Best of the Month – Skin In The Game

| On 15, Aug 2018

Darrell Mann

When Nassim Nicholas Taleb releases a new book, its unlikely there will be anything else arriving on the market that will be able to compete for our Best Of The Month slot. And, true to form, his new book Skin In The Game delivers the goods.

Admittedly, however, when I saw Taleb lecturing in London on the day of the launch of the book, I felt like reversing my instincts. To the point where I ended up writing a blog post to vent my frustration about how bad the lecture was. Fortunately, (I think) I’ve managed to get that frustration out of my system now. Enough at least to allow myself to read and re-read the book without thinking about how poorly Taleb came across in the flesh.

So what we get in Skin In The Game is Taleb’s anger at various sectors of society nicely turned up to eleven. If you don’t like economists, politicians, fat-cat CEOs, journalists and academics, and want to read someone elegantly demolishing each of them, this is the book for you. Their problem, Taleb convincingly demonstrates is that these are the professions in which no-one has any real ‘skin in the game’. That is, they are people who make pronouncements about the future safe in the knowledge that if those pronouncements don’t pan out there’s little or no negative consequence to them personally, but rather a lot to the people that had the bad fortune of listening to them and acting upon their pronouncements. About 40% of the book is basically a rant against these people.

Another 40% of the book describes a series of strategies and heuristics for dealing with risk and making sure you deal with people who do possess some actual skin in the games you’re thinking of participating in.

The final 20% then seems to be about Taleb answering various of his critics. Some of this content is quite funny, but mostly it comes across as Taleb showing-off his ‘let me show you how much smarter than you I am’ intellect. Granted his ability to step back, see big pictures does put him at a major advantage over 99% of other commentators. When people attack him without understanding complexity they’re always going to find themselves on shaky ground. Usually finding themselves embarrassed at the wrong end of some serious mathematical argument. This too can be quite funny, even if I have to resort to humming the mathematical formulae half the time.

First time through at least, the ‘best bits’ are the always-pithy italicized pull-out sentences. If you’re an aphorism fan, this is your book:

“You do not want to win an argument. You want to win.”

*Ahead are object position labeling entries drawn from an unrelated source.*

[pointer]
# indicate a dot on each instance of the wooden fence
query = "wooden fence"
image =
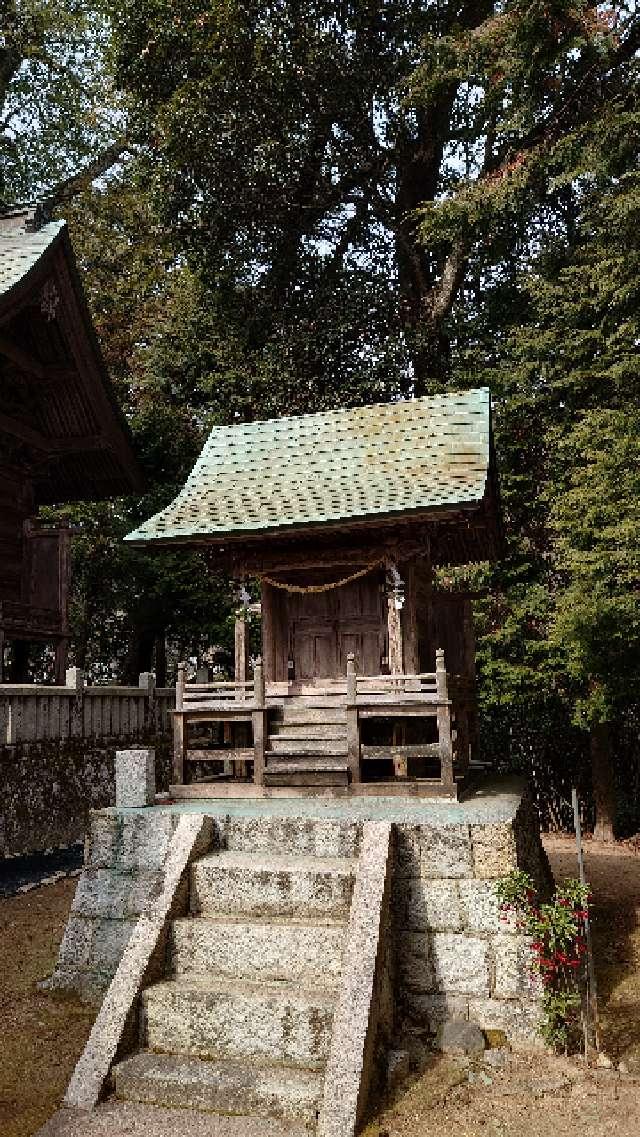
(34, 712)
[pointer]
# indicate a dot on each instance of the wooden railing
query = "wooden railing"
(238, 702)
(396, 697)
(36, 712)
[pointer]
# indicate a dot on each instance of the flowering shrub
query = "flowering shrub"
(558, 945)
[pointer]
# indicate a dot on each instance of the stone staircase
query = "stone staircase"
(241, 1025)
(307, 745)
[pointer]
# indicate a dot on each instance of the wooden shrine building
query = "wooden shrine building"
(366, 677)
(63, 437)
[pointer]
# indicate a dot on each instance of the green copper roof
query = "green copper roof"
(341, 465)
(21, 250)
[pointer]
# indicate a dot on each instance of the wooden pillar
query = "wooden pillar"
(443, 723)
(60, 665)
(395, 631)
(352, 724)
(179, 728)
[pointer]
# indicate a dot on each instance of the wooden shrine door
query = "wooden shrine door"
(325, 627)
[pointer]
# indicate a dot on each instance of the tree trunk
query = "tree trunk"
(603, 781)
(160, 660)
(140, 653)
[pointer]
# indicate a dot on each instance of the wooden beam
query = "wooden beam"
(16, 429)
(39, 441)
(22, 358)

“Things designed by people without skin in the game tend to grow in complication (before their final collapse).”

“Under the right market structure, a collection of idiots produces a well-functioning market’.”

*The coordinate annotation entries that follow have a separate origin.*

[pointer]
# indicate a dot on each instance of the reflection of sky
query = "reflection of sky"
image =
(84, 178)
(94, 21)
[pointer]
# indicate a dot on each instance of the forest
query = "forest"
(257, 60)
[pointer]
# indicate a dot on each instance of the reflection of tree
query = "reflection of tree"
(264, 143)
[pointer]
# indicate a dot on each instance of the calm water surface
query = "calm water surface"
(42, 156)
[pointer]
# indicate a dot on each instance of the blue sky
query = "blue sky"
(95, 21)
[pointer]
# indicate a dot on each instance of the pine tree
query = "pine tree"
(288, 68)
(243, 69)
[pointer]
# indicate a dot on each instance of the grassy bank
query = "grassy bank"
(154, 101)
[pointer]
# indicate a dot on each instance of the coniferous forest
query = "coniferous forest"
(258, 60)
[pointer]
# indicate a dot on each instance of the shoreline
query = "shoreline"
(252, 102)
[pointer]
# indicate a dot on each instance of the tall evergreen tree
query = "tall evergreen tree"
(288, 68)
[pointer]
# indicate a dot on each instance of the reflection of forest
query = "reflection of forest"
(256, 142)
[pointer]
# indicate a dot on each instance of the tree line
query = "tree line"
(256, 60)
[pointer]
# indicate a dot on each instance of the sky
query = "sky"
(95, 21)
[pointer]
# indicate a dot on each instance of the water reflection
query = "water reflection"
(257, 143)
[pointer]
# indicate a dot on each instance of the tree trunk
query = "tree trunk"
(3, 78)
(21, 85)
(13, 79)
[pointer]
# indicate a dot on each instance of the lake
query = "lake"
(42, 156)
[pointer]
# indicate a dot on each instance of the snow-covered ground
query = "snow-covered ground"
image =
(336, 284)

“Anything that smacks of competition destroys knowledge.”

“If your private life conflicts with your intellectual opinion, it cancels your intellectual ideas, not your private life.”

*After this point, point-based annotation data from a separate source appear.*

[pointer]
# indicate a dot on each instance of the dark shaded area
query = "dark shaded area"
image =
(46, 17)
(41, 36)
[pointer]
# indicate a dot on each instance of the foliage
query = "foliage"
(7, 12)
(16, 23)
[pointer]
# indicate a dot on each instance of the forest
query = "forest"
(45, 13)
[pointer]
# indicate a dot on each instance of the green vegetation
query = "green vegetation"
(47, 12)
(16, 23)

Second time through, you get to read the power behind the aphorism. And see the chips on Taleb’s shoulders (both – he’s a well balanced guy!) for what they are: the rantings of a smart person who is so disgusted by the (mainly journalists) who criticize him that he can no longer be bothered to assemble a coherent argument.

He doesn’t understand ‘solving contradictions’ (the subject of a second blogpost I wrote), and because he therefore lives in a frustrating either/or world he can’t see past the criticism to the usually intended useful discussion point. See, for example, Zoe Williams review of the book in The Guardian (https://www.theguardian.com/books/2018/feb/22/skin-in-the-game-nassim-nicholas-taleb-review). Mostly highly complementary about the book, Taleb, obviously still feeling aggrieved at a past argument with another journalist on the paper, ends up resorting to a suite of Twitter/Blog diatribes attacking Williams. Part of her criticism was that the book would have been better if Taleb had employed an assistant to do some fact checking for him. Assistants don’t have skin in the game he swiftly retorted, the author is an artisan and must stand or fall on their own work. Which has a certain ring of truth to it if you don’t understand contradictions. But if you do understand contradictions and you read some of the dumber stories in the book (the Prince Andrew nonsense would make a good start!), you’re left thinking only that both he and Williams are right. Authors should indeed stand-or fall on their publications, but that shouldn’t stop them from employing someone in the background to do a touch of fact-checking here or there. Assistants can be made to have skin in the game too. Especially if they’re working for Nassim Taleb.

On this level, the book will make you angry. On most others it will make you positively gleeful. Either way, that’s the mark of the man. It’s Taleb, and therefore you need to read it.